Corporate Agreements
We draft foundational corporate agreements like operating agreements, shareholder agreements, subscription agreements and more to suit your specific circumstances. These agreements clearly outline the rights and responsibilities of you and your business partners through various stages of business, covering crucial topics:
Initial and additional capital contributions
If a partner fails to deposit his or her shares of capital contribution into the company account, you should have contractual remedies available. Potential remedies include dilution of his or her shares in the company, increased annual interest (e.g., 10%) on the amount he or she owes to the company, or perhaps more seriously, total forfeiture of his or her shares in the company. You may also craft alternative or additional remedies with attorney’s help.
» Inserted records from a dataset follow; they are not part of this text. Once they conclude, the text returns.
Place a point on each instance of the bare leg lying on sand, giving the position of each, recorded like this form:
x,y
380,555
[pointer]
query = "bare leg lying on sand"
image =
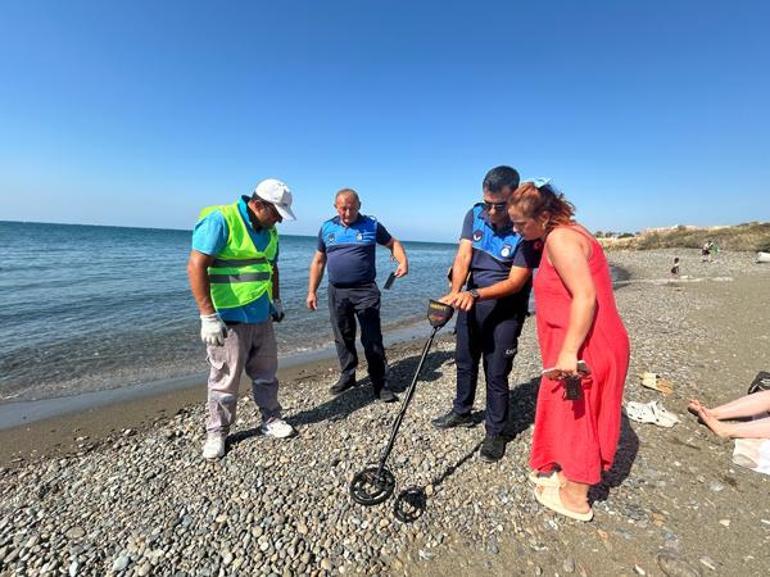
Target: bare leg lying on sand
x,y
748,406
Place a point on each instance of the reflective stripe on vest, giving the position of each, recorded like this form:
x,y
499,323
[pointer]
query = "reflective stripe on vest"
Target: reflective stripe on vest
x,y
246,277
240,274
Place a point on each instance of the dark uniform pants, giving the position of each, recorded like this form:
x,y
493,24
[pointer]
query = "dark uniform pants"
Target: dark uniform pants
x,y
345,306
489,331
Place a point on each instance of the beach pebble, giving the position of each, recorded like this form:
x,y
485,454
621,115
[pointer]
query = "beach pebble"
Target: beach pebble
x,y
120,563
75,532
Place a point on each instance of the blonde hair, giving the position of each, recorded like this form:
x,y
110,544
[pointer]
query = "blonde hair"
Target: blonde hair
x,y
532,201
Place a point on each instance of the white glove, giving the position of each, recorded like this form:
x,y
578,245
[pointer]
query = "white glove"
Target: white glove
x,y
213,330
277,311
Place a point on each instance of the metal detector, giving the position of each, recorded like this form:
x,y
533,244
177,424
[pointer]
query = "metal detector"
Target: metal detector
x,y
376,483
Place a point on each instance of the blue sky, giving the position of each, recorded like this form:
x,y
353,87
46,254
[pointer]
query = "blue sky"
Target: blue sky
x,y
140,113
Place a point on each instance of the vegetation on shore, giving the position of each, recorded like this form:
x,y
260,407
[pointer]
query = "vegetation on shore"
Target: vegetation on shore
x,y
750,236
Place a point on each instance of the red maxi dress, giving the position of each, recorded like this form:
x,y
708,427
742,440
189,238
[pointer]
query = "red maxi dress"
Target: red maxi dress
x,y
580,436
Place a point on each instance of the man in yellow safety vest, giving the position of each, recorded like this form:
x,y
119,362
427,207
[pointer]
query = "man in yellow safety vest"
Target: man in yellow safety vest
x,y
233,273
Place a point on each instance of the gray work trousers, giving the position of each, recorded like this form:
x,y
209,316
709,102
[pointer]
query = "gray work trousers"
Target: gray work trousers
x,y
250,348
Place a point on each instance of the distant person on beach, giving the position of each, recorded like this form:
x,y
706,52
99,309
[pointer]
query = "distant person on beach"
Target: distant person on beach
x,y
347,243
675,268
578,413
233,272
705,252
490,287
756,406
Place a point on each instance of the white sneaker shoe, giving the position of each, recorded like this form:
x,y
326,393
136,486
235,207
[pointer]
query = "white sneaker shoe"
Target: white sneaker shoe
x,y
277,428
214,447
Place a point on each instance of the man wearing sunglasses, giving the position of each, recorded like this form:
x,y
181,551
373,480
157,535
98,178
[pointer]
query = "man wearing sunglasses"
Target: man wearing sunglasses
x,y
233,272
490,288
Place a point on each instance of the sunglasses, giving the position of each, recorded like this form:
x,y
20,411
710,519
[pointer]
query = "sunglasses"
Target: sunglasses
x,y
498,206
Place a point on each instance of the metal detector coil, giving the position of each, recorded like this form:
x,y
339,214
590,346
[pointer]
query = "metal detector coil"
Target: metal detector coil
x,y
375,483
372,486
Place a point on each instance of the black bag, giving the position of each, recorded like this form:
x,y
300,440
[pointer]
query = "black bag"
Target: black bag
x,y
760,383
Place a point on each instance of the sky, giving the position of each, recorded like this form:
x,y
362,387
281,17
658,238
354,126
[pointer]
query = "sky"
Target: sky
x,y
645,114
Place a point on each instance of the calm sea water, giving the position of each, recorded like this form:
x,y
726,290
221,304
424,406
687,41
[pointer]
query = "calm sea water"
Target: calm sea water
x,y
85,308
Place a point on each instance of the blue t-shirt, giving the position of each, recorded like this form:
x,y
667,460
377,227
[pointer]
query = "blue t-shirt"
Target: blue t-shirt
x,y
495,251
210,238
350,249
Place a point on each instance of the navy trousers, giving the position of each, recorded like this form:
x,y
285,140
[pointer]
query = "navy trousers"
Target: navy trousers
x,y
345,306
489,332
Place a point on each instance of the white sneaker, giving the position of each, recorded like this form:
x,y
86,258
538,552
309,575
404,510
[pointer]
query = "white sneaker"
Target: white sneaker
x,y
277,428
214,447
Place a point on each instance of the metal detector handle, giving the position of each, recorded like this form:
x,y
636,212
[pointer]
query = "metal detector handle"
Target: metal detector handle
x,y
407,399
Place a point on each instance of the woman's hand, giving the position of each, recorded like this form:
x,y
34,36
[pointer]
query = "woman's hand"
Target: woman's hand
x,y
566,366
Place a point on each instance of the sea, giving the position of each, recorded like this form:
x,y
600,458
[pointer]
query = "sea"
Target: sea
x,y
92,315
95,308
Who among the partners get(s) to decide when to deposit how much additional capital contributions into the company account is an important topic that should be addressed in the shareholder or operating agreement. You definitely want to avoid the situation where the company urgently needs additional capital contribution (e.g., if the renovation proves more expensive than expected), but is unable to do so due to deadlock among partners.
Day-to-day operational management
You don’t want to lose operational control of your business. Perhaps you have hired a manager, or have a managing partner who oversees the day-to-day operation (so that you don’t have to), but you’d still want to retain the final decision power on significant matters. This can be also achieved by reserving the right to hire/fire managerial personnel at your discretion.
If you are appointed to oversee the company’s daily operation, you’d want the most robust protection from personal liability that is legally permissible, at least so long as you are acting in good faith to serve the company’s interest. For instance, the company should indemnify you against any claims filed by former employee that was fired by you due to performance issues.
Transfer of shares or membership interests
At minimum, you’d want some control over who you are partnering with. Thus, you should at least have a right of first refusal (i.e., the right to be notified of and match the bid if a partner receives an offer from a third party to purchase acquire his her shares in the company). Ideally, you’d want the option to either a. purchase the other partners’ shares in the company at a certain price (or with a certain valuation mechanism); or b. sell your own shares in the company at a certain price (or with a certain valuation mechanism). These exit options are crucial and should be considered before you join the venture.